La Corte precisa che l’obbligo di informazione «il più presto possibile» ha carattere autonomo e si distingue dall’obbligo di notifica entro il termine di tredici mesi successivi alla data di addebito di un’operazione di pagamento non autorizzata. Il termine oggettivo di tredici mesi, per sua stessa natura, nulla toglie alla pertinenza del termine soggettivo di notifica «senza indugio». La Corte considera al riguardo che il semplice rispetto del termine di tredici mesi, in quanto unico criterio, sarebbe tale da compromettere l’obiettivo preventivo dell’obbligo di notifica «senza indugio» di un’operazione non autorizzata quando se ne sia venuti a conoscenza. Inoltre, ritenere che l’utente di servizi di pagamento abbia il diritto di ottenere la rettifica di un’operazione non autorizzata di cui era a conoscenza, ma di cui abbia informato tardivamente il suo prestatore di servizi di pagamento, pregiudicherebbe la certezza del diritto nonché la ponderazione dei rispettivi interessi dell’utente di servizi di pagamento e del suo prestatore di servizi di pagamento effettuata dal legislatore dell’Unione nell’adottare la direttiva relativa ai servizi di pagamento nel mercato interno.

In secondo luogo, la Corte precisa tuttavia che, qualora si tratti di uno strumento di pagamento, quale una carta bancaria, smarrito, rubato, oggetto di appropriazione indebita o di un uso non autorizzato, il pagatore è privato, in linea di principio e salvo qualora abbia agito in modo fraudolento, del suo diritto di ottenere il rimborso di un’operazione non autorizzata solo se ha tardato a darne informazione in modo intenzionale o con negligenza grave che configura una violazione qualificata di un obbligo di diligenza.
La Corte ricorda che l’onere della prova grava sul prestatore di servizi di pagamento, che deve dimostrare che l’operazione è stata autenticata, debitamente registrata e contabilizzata. La Corte precisa che ciò preserva l’effetto utile della direttiva, poiché quest’ultima prevede che il pagatore non sopporti alcuna conseguenza finanziaria derivante dall’uso di uno strumento di pagamento smarrito, rubato o oggetto di appropriazione indebita, avvenuto dopo la notifica. Il pagatore non ha quindi interesse a ritardare la notifica che è tenuto a effettuare.

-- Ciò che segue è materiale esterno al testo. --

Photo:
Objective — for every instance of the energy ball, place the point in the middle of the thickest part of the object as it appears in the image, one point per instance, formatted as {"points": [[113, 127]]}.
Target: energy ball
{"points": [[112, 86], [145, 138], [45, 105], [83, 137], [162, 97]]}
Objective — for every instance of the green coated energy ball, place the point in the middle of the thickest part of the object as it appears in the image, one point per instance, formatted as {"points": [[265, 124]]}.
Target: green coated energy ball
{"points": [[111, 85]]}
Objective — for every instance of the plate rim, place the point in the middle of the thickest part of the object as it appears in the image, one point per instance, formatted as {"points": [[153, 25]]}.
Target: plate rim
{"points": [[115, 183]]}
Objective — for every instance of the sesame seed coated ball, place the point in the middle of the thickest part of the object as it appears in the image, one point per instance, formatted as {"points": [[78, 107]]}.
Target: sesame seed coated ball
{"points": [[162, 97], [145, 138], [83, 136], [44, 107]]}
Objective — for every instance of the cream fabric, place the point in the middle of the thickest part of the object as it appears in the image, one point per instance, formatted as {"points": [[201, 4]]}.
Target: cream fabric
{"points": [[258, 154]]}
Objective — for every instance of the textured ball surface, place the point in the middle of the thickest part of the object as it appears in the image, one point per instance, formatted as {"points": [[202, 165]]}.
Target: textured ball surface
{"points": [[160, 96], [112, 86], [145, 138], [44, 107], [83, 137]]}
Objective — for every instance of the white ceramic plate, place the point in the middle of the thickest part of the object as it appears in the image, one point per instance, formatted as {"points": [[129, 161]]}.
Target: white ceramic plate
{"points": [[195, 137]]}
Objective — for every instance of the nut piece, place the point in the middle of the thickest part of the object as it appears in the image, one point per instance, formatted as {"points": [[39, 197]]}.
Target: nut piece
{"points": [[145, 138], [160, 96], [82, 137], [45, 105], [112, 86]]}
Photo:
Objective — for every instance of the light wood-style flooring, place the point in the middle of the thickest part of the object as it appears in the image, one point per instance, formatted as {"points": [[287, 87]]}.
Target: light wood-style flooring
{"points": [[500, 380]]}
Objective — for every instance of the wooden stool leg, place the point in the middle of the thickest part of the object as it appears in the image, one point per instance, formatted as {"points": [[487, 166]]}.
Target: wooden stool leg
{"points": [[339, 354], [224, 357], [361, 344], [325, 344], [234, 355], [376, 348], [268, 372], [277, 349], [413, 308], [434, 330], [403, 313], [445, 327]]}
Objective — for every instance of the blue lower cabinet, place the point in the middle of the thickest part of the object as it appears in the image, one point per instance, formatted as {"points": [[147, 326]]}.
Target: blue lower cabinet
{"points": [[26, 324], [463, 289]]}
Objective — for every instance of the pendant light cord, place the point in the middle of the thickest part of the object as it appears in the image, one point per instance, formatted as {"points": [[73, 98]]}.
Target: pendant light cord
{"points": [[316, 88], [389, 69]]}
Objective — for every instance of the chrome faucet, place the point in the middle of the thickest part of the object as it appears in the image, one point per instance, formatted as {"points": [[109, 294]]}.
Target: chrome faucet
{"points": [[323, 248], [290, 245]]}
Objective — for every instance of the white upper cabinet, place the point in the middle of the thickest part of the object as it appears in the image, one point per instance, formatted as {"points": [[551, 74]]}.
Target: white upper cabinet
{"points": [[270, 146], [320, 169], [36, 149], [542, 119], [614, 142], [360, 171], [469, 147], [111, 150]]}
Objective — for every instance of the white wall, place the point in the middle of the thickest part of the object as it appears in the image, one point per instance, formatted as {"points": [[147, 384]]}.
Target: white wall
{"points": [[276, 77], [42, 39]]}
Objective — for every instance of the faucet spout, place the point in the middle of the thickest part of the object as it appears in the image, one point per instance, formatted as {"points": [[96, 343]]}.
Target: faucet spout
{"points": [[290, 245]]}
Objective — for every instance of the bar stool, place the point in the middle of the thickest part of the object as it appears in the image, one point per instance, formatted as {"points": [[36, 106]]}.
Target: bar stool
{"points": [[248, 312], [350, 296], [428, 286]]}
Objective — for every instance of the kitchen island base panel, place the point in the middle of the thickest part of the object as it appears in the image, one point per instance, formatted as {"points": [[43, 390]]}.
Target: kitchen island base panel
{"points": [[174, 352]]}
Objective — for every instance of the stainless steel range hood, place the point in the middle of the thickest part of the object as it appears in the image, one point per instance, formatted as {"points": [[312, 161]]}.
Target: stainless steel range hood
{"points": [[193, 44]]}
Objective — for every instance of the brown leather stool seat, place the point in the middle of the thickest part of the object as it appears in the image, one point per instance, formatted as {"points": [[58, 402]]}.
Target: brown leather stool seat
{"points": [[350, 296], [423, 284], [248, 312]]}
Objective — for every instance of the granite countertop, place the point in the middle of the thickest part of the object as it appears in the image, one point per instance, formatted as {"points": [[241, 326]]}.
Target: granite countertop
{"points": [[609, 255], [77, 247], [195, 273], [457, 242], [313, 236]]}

In terzo luogo, la Corte risponde dichiarando che, qualora si tratti di una successione di operazioni di pagamento non autorizzate, effettuate mediante uno stesso strumento di pagamento smarrito, rubato, oggetto di appropriazione indebita o di un uso non autorizzato, il pagatore è privato, in linea di principio, del diritto di ottenere il rimborso soltanto delle perdite risultanti dalle operazioni delle quali intenzionalmente o in modo gravemente negligente ha tardato a dare informazione. Essa considera che la disposizione relativa alla responsabilità del pagatore in caso di operazioni di pagamento non autorizzate è derogatoria e deve quindi essere oggetto di un’interpretazione restrittiva. Infine, la Corte rileva che il requisito di un nesso di causalità tra il comportamento del pagatore e le perdite di cui non può ottenere il rimborso è conforme alla ponderazione dei rispettivi interessi degli utenti di servizi di pagamento e dei prestatori di servizi di pagamento.